For three decades, generations of “Kinomans,” or fans of the St. Petersburg rock band Kino, dressed in black, rolled up their sleeves and played guitars wishing to look and sound as brave, open-minded and honest as Viktor Tsoi, the band’s leader and an idol of Perestroika. Their hero died young in a car crash in 1990 at age 28, but his spirit lived on without any threat from Russian officialdom. In the minds of his millions of admirers he was as immune to insult as Jim Morrison or Kurt Cobain.
But now, in a Russia where history once again is being rewritten Soviet style, we are hearing reports that unidentified former KGB agents and members of the ruling United Russia party claim it wasn’t Tsoi himself writing his lyrics back in the 1980s. Apparently it was, yes, those ubiquitous Americans always bent on corrupting Mother Russia.
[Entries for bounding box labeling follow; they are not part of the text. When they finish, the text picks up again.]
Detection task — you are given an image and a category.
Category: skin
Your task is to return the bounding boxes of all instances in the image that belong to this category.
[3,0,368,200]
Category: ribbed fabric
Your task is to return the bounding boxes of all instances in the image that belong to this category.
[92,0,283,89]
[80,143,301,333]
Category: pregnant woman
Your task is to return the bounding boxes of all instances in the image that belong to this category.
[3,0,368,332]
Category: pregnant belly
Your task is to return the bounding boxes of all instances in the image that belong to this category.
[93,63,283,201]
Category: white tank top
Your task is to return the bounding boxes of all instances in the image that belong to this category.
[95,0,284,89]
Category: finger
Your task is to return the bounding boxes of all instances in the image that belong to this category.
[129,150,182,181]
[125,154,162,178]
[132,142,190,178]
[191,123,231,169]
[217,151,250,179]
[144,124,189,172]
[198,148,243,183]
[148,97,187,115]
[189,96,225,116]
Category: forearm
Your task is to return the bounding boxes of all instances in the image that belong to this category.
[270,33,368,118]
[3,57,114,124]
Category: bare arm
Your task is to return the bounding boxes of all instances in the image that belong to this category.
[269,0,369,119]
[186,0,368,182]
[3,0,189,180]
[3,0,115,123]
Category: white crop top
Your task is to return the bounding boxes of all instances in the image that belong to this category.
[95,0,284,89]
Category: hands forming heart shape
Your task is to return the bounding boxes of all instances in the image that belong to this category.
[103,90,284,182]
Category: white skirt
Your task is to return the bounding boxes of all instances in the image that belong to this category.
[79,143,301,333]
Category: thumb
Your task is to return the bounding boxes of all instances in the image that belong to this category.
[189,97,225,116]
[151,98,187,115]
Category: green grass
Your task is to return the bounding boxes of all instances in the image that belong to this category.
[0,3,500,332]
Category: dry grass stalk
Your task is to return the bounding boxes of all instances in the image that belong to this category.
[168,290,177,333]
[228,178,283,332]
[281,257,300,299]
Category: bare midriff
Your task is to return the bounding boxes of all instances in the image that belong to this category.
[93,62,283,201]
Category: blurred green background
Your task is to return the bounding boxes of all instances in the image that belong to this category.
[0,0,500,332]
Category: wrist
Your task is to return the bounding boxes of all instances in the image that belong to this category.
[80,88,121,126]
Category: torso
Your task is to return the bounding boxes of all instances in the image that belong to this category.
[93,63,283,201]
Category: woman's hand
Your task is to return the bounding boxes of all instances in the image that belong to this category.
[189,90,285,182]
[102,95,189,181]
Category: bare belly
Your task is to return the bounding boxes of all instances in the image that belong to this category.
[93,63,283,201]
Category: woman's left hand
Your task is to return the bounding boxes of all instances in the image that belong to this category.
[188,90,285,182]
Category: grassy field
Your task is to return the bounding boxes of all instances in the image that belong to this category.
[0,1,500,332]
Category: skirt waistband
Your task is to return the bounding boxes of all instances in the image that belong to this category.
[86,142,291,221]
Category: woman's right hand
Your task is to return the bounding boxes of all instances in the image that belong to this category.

Tsoi’s fans are mostly bemused. The claim is “absurd,” prominent music critic Artem Troitsky tells the Daily Beast. “It made me laugh and see in its absurdity the upcoming end of this government – hypocrites and liars, they are doing everything to make people hate them.” But the denunciations fit into a pattern that’s important to the confrontation between Vladimir Putin’s KGB-rooted Kremlin and the West.
United Russia parliament member Sergei Fyodorov sees the upheaval of vast economic restructuring and growing personal freedoms that came under the rubric Perestroika as a Western plot. After all didn’t it precipitate the break-up of the Soviet Union? Today, few or none of those in the Putin circle will admit what was obvious then: the old empire was crumbling under its own leaden weight. They insist that Perestroika was conducted “the same way they just did it in Ukraine – they sew together thousands of factors with their Orange Revolution threats.”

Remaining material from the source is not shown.